Ringfort (Rath), Cloghmacow, Co. Cork
Co. Cork |
Ringforts
What looks from a distance like an ordinary bump in a Cork pasture turns out, on closer inspection, to be a carefully engineered piece of early medieval landscape.
The earthwork at Cloghmacow is a rath, a type of ringfort typically associated with the farmsteads of early Irish society, and its relationship with the hillside it occupies is more considered than casual glances suggest. The roughly circular enclosure measures about 39 metres in diameter, defined by two earthen banks separated by a fosse, a defensive ditch, cut to a depth of around 1.4 metres. What gives this particular example its quiet interest is the way the builders worked with the slope rather than against it.

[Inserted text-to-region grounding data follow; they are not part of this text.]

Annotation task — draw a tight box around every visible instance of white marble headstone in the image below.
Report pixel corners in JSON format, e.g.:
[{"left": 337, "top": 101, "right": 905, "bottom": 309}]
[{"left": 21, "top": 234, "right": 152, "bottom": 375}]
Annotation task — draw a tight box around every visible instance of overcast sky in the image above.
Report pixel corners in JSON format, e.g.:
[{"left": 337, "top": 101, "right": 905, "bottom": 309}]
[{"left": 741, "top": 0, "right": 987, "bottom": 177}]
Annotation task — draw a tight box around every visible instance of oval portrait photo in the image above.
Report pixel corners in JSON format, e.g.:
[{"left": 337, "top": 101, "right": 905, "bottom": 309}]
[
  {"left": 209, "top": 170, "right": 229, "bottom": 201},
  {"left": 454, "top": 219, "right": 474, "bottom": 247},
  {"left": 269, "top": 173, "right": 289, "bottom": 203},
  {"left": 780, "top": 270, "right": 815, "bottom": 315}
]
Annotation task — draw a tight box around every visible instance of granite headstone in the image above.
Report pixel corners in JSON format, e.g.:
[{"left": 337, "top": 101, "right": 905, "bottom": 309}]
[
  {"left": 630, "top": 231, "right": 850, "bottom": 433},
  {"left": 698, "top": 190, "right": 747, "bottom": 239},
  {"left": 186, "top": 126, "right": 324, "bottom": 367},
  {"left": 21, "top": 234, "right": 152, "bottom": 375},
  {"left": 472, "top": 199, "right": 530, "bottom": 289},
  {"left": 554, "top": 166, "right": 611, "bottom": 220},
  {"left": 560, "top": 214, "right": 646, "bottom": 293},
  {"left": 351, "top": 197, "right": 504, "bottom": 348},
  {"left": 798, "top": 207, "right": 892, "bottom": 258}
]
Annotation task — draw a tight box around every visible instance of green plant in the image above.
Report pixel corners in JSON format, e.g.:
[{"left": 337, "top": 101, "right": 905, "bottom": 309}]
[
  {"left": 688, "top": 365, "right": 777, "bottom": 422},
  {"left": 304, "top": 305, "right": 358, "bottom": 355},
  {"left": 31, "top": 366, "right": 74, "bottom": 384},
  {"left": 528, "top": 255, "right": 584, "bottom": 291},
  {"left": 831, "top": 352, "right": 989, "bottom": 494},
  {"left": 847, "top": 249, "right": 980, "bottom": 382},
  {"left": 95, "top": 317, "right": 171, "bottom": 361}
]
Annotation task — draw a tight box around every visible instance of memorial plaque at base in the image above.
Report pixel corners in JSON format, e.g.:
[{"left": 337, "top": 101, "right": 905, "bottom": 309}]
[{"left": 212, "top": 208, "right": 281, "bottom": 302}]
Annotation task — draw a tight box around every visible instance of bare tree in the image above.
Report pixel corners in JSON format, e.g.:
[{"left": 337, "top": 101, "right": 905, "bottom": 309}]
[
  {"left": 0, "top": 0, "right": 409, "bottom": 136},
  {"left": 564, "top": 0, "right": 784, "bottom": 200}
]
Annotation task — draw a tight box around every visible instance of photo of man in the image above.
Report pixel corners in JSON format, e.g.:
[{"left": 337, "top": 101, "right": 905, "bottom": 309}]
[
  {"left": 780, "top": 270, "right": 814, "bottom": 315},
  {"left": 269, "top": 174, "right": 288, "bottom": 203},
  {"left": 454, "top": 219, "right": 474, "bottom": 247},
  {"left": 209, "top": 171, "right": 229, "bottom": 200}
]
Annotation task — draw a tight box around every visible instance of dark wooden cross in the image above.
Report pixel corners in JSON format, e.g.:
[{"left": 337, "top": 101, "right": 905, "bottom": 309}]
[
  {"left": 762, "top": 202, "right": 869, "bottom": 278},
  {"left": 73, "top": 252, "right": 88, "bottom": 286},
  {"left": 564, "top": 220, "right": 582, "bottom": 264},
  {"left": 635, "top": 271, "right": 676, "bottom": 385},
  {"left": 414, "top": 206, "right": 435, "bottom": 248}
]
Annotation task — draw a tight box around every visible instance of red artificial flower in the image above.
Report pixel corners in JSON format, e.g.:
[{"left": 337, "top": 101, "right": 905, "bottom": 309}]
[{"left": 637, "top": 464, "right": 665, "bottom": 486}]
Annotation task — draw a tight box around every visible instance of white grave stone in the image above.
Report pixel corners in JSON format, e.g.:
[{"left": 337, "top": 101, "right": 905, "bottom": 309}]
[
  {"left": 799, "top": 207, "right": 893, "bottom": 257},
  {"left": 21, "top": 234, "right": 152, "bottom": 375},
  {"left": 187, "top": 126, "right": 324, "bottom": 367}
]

On the northern side, where the ground rises, the banks have been cut directly into the hillside, and the outer bank, some six metres across its top, climbs with the terrain until the slope flattens out and the earthwork simply dissolves into level ground. On the southern side, however, the builders took a different approach. Here the interior of the enclosure sits raised, and both the inner and outer banks survive as low rises perched on what are comparatively steep drops. The inner bank stands about 0.3 metres above the interior but drops nearly 2.7 metres on its exterior face; the outer bank falls about 2 metres on its far side. Between the two banks on this side there is a terrace, a narrow flat platform, which would have made the whole southern perimeter feel considerably more formidable to anyone approaching from below. The entrance faces east, and the interior itself slopes gently downward toward the south. In the north-western quadrant there is a possible souterrain, an underground passage or chamber of the kind commonly found in ringforts, which may have served for storage or concealment. Together, these features suggest a site that was designed with some attention to how it read from different angles and approaches.